Et les séquences sans doute oniriques, parfois en négatif, participent du sentiment de voyager constamment entre réalité et imaginaire, présent et souvenirs, fantasmes et expériences.
Mais le film ne cesse de déjouer ces oppositions simplistes, pour s’ouvrir à une circulation où les affects comptent davantage que les repères factuels.

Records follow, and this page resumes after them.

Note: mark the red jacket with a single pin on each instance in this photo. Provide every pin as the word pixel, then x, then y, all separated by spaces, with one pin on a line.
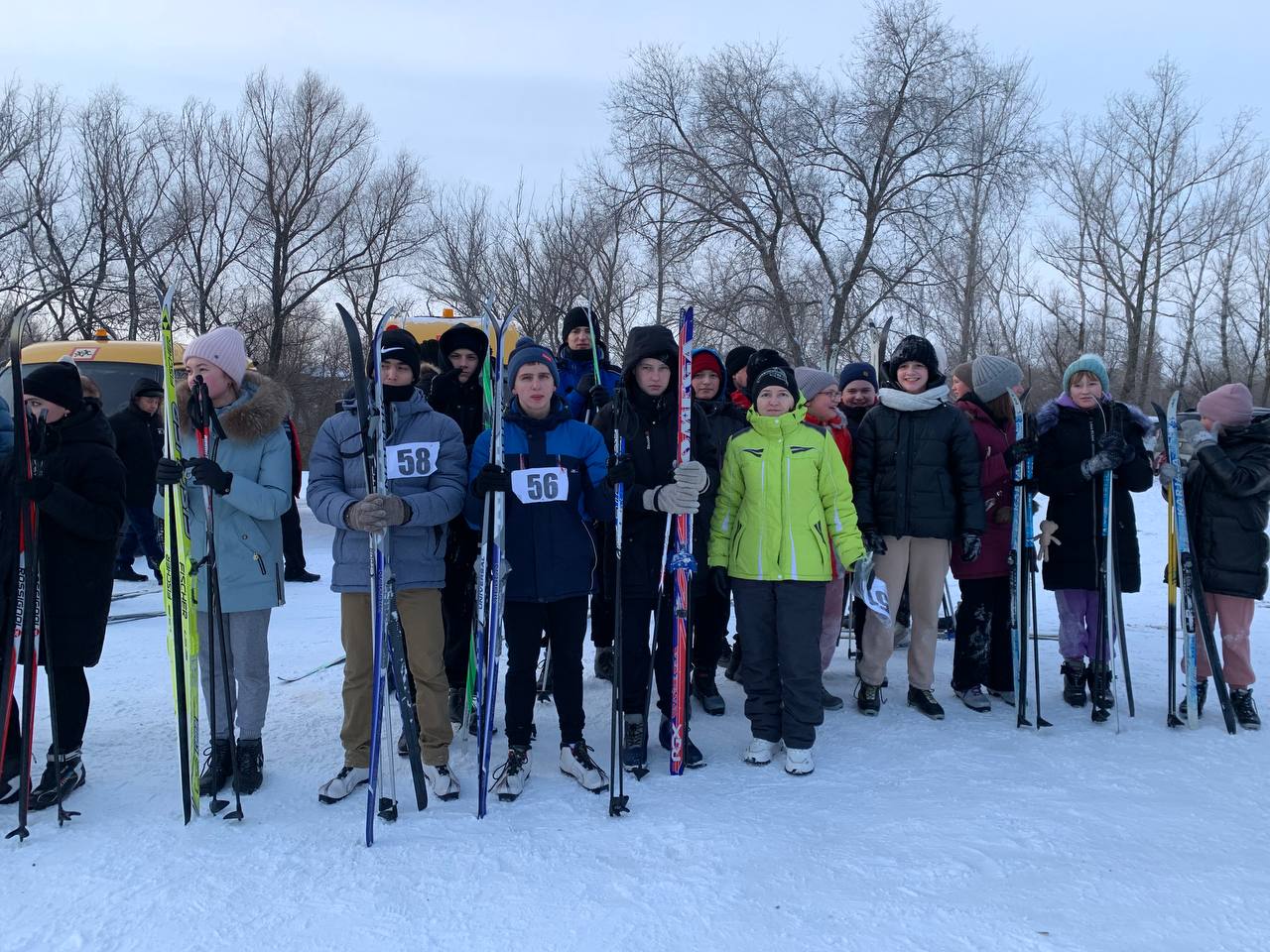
pixel 994 483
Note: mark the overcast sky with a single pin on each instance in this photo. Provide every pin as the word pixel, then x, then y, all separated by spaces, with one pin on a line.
pixel 493 90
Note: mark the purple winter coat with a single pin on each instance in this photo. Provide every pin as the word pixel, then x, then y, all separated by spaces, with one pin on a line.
pixel 994 481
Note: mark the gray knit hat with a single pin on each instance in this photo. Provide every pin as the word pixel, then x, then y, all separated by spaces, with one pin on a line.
pixel 993 376
pixel 812 381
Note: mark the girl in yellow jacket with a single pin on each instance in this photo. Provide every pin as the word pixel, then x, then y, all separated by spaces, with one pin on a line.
pixel 784 499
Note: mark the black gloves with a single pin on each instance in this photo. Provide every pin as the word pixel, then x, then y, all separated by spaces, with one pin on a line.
pixel 207 472
pixel 874 542
pixel 970 546
pixel 621 468
pixel 1020 451
pixel 168 472
pixel 597 397
pixel 36 489
pixel 492 479
pixel 719 580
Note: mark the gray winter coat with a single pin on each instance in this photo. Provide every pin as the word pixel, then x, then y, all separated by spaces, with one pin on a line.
pixel 336 479
pixel 249 517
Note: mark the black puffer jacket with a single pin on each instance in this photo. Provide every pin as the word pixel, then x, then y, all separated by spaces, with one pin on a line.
pixel 651 442
pixel 916 472
pixel 79 522
pixel 1069 436
pixel 139 443
pixel 1227 508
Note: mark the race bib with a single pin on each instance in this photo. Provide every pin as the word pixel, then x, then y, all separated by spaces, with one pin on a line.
pixel 544 484
pixel 412 460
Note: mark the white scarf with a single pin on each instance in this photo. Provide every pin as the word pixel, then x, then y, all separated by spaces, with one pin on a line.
pixel 905 402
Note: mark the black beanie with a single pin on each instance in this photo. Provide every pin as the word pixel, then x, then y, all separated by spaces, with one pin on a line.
pixel 767 368
pixel 397 344
pixel 737 358
pixel 915 348
pixel 145 386
pixel 574 318
pixel 56 384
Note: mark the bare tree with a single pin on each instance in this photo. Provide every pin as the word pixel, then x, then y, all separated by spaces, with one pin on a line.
pixel 307 162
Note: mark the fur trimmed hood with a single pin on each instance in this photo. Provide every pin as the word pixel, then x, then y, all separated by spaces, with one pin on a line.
pixel 258 412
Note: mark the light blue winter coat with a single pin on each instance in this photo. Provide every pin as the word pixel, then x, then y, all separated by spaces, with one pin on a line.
pixel 336 479
pixel 249 517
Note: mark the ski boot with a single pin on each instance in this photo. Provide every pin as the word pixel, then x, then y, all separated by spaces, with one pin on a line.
pixel 217 769
pixel 925 702
pixel 1201 696
pixel 575 762
pixel 59 783
pixel 635 746
pixel 693 757
pixel 1245 710
pixel 1074 682
pixel 250 766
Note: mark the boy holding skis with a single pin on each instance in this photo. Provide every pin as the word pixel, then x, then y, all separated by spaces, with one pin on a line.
pixel 554 477
pixel 656 490
pixel 416 516
pixel 783 522
pixel 1227 506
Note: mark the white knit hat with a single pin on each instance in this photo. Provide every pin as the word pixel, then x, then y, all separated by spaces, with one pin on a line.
pixel 223 348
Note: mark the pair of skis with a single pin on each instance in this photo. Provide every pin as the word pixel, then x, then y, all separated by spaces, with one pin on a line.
pixel 386 634
pixel 28 642
pixel 490 566
pixel 1184 581
pixel 1023 581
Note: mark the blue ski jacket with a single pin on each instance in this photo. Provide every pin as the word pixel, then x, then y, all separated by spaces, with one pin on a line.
pixel 576 377
pixel 558 470
pixel 249 517
pixel 426 447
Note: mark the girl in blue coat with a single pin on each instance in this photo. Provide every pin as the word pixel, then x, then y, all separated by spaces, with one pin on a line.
pixel 249 470
pixel 553 474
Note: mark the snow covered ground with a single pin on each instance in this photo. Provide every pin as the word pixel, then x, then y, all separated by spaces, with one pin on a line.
pixel 911 834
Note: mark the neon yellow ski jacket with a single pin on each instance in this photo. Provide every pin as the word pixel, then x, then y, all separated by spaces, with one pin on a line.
pixel 784 499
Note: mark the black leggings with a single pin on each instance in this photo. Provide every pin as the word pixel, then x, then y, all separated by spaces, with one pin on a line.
pixel 566 626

L’invention visuelle des images (cadrages, inversion des noirs et des blancs, angles de prise de vue) de la part d’une cinéaste qui est aussi photographe –au cinéma Saint-André-des-Arts, où le film est projeté, est également présentée une petite exposition de ses photos– contribue avec vigueur à cette heureuse déstabilisation.
Dans la ville à la fois réelle et rêvée de Hangzhou, entre Mizu et sa mère qui vit avec un amant japonais, son beau soupirant qu’elle tient à distance par peur de s’attacher et l’homme plus âgé qui l’attire mais qui maintient un écart, se met en mouvement une série de tensions, d’attractions, de crises, de moments de douceur et d’attention.
La splendeur mélancolique des images et le côté hypnotique du montage participent de la sensualité du film tout entier, dont la composante explicitement érotique, autour du corps de la jeune femme et de son désir, est un des éléments, à la fois important et jamais dominant.
D’autres protagonistes –le père de Mizu, sa demi-sœur– mais surtout cet appartement où elle a passé une époque de sa vie désormais révolue, son enfance mais aussi le temps où ses parents vivaient ensemble, composent un univers aux formes mouvantes, constamment palpitantes d’une vie qui parait toujours attendre de pouvoir enfin s’accomplir.
Les rues de la ville, les parcs, le bord d’un des lacs qui font la célébrité de celle qui fut naguère désignée comme la plus belle ville de Chine, désormais en pleine mutation urbaine, un cimetière dans la montagne, une autoroute déserte multiplient les espaces à la fois réalistes et chargés de résonances intimes, proches du fantastique.
Grâce aussi à l’étonnante présence de la jeune interprète principale, Jin Jing, mais également à la capacité de Zheng Lu Xinyuan de filmer chacune et chacun, même en mauvais état physique ou émotionnel, avec une égale affection, le film ne cesse d’imposer sa force douce, de susciter des échos dont on peut se douter qu’ils renvoient à l’expérience de la cinéaste, mais qui peuvent résonner pour tous.